After being hit with a data breach, the last thing a company might want is the scrutiny of the union representing its employees affected by the incident. When the data breach potentially affecting hundreds of thousands of United States Postal Service employees was reported, it was not long after that the American Postal Workers Union filed an unfair labor practice with the National Labor Relations Board. The Union alleges that the Postal Service should have bargained with the union over the impact of the security breach. (Regarding impact, the Postal Service reportedly is offering employees a one-year of free credit monitoring through Equifax, but the union believes the Postal Service did not have the legal right to decide to offer the Equifax subscription without first offering to Bargain with the union.)
While none of the data breach notification statutes include an employee’s labor union as one of the parties entitled to notice of a breach, the APWU is making the argument that the National Labor Relations Act required the Postal Service to let it be involved in the discussions on how to address the breach and the negative consequences on employees. APWU President Mark Dimondstein acknowledged receiving a call from Postmaster General Patrick Donahoe concerning the breach, but apparently wanted to be more involved.

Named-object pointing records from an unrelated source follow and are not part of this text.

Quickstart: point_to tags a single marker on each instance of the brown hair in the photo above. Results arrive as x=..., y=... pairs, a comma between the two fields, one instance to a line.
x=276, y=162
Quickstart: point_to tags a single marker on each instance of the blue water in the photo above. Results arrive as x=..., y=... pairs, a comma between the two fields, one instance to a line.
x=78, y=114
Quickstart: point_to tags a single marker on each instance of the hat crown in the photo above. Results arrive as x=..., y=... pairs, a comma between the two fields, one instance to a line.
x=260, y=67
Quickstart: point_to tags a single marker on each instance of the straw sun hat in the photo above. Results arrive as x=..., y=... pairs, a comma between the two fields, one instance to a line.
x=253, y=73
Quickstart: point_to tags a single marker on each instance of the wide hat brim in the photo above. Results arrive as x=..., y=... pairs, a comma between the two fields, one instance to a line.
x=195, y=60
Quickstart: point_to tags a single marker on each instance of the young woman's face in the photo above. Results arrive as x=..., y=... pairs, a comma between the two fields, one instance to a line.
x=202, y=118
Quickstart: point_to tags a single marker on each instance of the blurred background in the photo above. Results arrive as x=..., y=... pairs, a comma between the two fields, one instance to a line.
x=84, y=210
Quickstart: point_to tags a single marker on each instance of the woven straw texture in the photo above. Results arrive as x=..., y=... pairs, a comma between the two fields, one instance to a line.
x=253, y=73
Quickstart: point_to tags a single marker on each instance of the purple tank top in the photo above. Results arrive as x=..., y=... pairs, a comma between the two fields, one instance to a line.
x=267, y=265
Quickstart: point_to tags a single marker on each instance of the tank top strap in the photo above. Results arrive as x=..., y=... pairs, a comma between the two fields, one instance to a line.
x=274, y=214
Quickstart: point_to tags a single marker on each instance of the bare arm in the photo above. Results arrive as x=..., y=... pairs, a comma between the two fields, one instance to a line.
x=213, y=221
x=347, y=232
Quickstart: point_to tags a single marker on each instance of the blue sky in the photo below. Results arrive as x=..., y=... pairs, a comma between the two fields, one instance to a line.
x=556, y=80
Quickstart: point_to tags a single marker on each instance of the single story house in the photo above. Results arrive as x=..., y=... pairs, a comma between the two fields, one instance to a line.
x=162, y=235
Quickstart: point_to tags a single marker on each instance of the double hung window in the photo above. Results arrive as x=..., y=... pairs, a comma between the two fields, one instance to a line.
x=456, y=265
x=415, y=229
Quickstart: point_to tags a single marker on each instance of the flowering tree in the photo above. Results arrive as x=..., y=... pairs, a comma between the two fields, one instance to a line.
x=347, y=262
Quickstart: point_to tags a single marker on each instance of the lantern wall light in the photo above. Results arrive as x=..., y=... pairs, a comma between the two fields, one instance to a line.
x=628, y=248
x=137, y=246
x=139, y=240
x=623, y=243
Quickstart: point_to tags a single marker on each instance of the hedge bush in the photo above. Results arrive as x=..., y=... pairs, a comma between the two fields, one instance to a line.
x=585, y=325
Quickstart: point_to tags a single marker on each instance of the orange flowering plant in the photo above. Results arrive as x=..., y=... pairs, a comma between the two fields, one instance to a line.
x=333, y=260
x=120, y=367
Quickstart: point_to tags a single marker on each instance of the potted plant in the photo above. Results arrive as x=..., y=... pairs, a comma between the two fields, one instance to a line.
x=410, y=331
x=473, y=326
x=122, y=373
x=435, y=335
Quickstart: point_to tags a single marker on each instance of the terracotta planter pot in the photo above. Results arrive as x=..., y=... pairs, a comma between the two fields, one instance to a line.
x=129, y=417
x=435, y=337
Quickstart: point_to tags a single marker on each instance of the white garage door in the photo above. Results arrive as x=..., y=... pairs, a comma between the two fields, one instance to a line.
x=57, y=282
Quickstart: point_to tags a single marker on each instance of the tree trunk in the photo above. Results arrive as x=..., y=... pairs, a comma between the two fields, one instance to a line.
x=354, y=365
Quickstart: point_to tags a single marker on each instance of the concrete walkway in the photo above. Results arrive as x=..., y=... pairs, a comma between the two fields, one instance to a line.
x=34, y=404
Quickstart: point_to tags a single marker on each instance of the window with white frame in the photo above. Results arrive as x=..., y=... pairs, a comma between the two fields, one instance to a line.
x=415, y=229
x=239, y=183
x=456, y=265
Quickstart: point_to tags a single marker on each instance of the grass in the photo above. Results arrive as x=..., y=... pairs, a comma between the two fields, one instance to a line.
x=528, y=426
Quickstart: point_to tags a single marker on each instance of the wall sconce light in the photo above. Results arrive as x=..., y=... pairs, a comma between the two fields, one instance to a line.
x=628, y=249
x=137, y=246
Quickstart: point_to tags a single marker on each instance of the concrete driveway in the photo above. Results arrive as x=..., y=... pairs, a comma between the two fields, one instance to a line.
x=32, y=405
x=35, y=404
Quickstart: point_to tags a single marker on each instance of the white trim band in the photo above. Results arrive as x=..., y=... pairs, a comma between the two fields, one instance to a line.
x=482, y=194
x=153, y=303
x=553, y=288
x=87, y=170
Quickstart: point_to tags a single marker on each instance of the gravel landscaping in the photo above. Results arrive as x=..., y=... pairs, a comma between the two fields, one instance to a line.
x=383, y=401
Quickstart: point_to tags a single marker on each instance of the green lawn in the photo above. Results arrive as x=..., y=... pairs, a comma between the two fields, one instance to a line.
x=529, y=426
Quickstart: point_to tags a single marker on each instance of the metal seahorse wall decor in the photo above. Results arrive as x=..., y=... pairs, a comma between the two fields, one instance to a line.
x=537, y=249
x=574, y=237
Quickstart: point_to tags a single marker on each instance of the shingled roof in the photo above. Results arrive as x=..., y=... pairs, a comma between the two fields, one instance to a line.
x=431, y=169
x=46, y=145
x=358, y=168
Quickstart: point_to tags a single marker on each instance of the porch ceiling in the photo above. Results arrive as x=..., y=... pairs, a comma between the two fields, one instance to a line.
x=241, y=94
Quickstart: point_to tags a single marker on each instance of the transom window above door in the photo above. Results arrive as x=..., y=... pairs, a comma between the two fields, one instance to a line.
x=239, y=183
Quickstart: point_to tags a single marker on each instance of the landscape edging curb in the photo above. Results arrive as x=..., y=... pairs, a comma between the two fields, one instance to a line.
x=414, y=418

A primary purpose of most if not all data breach notification laws is to provide the required notice to individuals affected by the breach so they can take appropriate steps to protect their information and identity. All of the state data breach notification laws and HIPAA generally require notification be provided without unreasonable delay. Some laws provide an outside date by which notice must be provided – e.g., not more than 30, 45 or 60 days following discovery. But the rule is to provide notice as soon as possible, without unreasonable delay.
When a breach is discovered there are many steps companies must go through to be in a position to respond without unreasonable delay, a time frame that is not clearly defined and is influenced by a variety of circumstances. For instance, among many other steps, companies must immediately investigate the nature and scope of the incident which can involve a significant amount of forensics and research, stop the breach if it is continuing, determine who was affected, understand the applicable legal and compliance requirements, coordinate with law enforcement and state Attorneys General, as applicable, gather up to date contact information to the extent available, and coordinate with vendors regarding mailing letters, credit monitoring and other services for affected persons. Entering into negotiations with one or more representative unions about responding to such an incident before the notifications go out likely would be an involved process that would further delay the notice to affected persons.
However, depending on how the NLRB charge turns out, employers may have to interact more closely with their employees’ union representatives when employee personal information may have been breached. Of course, employers should expect that, as here, the union may make further the inquiry into the company’s data privacy and security practices in an effort to protect its members and seek additional leverage in negotiations. For these reasons, companies need to revisit (develop if they have not already) their data breach response plans and consider additional steps they might want to take, if any, to involve the union. Additionally, companies should take steps to ensure that employee personal data is safeguarded in accordance with applicable law and best practices.